Hwang, Sok-yong (2001), Der Gast, Deutscher Taschenbuch Verlag
ISBN 978-3-423-24563-0
[translated from the Korean by Katrin Mensing, Young Lie and Matthias Augustin]
The well read among us are well acquainted with the presence of ghosts in literature, in good and bad books both. One of the best post 1945 novels employing that technique is Pedro Paramo. It’s this novel that Hwang Sok-yong’s novel reminded me most of, despite the numerous significant differences. I may be returning to this.
“The Guest” is about the time that Communism became the prevailing political ideology of North Korea, and about civil war like fights between fanatical Catholics and fanatical communists, both committing countless atrocities. The focus here is not, as usual and common in reports of atrocities committed by communists, on the evil reds. This tendency is so common in literature, especially with all the Gulag literature and the GDR literature, showing, iterating and reiterating ad nauseam just how unbearable life under socialism was, that I was irritated at the fact that it’s not the focus here, but ultimately positively surprised. Catholic fanatics. Well. What do you know.
The protagonist is an expat catholic priest, living in the US, who travels to Korea in his brother’s stead. His brother’s a catholic priest as well, apparently long tormented by guilt. He committed countless atrocities in his home country, murdering many communists in an attempt to seize control of their county before Communist backup arrived. The urgency of his youthful follies is apparent. The atheistic Communists, driven by an ideology that seemed imported from abroad, going against all traditions, political as well as religious, must have seemed an imminent danger to the priest-to-be.
The fact that they had large backers all across the country and abroad provided the urgency to do away with those in their home country once and for all. The same applies to the Communists, of course. After the brutal colonial rule of the Japanese, they looked to the north and east and saw new beginnings.They decided to make it new in their own country as well. And then the old retaliated, the old, politically as well as religious. Catholicism is so strict, so much of a ritual, that it’s the perfect fit for a religion that one sees as an obstacle, just like the Russian Orthodox Church was.
Both parties were in the wrong, so wrong it’s tough to find the right words for it, and yet one is tempted to refer to the atrociousness as “youthful folly”. Hwang Sok-yong found the perfect literary expression for this. There are so many problems with depicting the brutality en détail, not the least of which is the question whether a description will do justice to what happened, for the mind of the reader who is too young or too unkorean (yes, neologism) to remember. It’s like A.O. Scott’s musings on the American remake of Haneke’s classic “Funny Games”. The ghosts are the personified atrocities, they are the a Derridean trace (not really, I’m just joking), the personified lack. It shows to the reader who’s missing. Fathers, brothers, daughters, mothers. They are right there, looking him in the eye. And here’s where the author’s second brilliant move kicks in. He did not use the criminal brother as protagonists, even though he’s the one who originally saw the ghosts. He hands the reader a reader-like mirror, the brother who had nothing to do with it all.
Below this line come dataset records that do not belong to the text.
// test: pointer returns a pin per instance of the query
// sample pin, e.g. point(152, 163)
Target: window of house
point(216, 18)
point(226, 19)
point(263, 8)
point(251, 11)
For him, the ghosts help unravel the convoluted story, family tragedies, the tragedy of a country stumbling from one dark place to the next and then the following one. And they help us understand as well without trying to shock us with gratuitous violence. It’s not that I am not always up for copious amounts of violence, my deep adoration of Sarah Kane’s slim but brilliant oeuvre speaks for itself. But here this may be the wrong road to go down. Making the reader guess, look, see the lack and the aftermath has proven to be as effective a literary move as I’ve known, see for instance a work such as Semprun’s magisterial (ministerial) Le Grand Voyage. And it’s effective here. Read this book. While not as good as the abovementioned Pedro Paramo, which is absolutely mesmerizing, depicting a village tragedy as well, it’s something else. It’s necessary. Read it.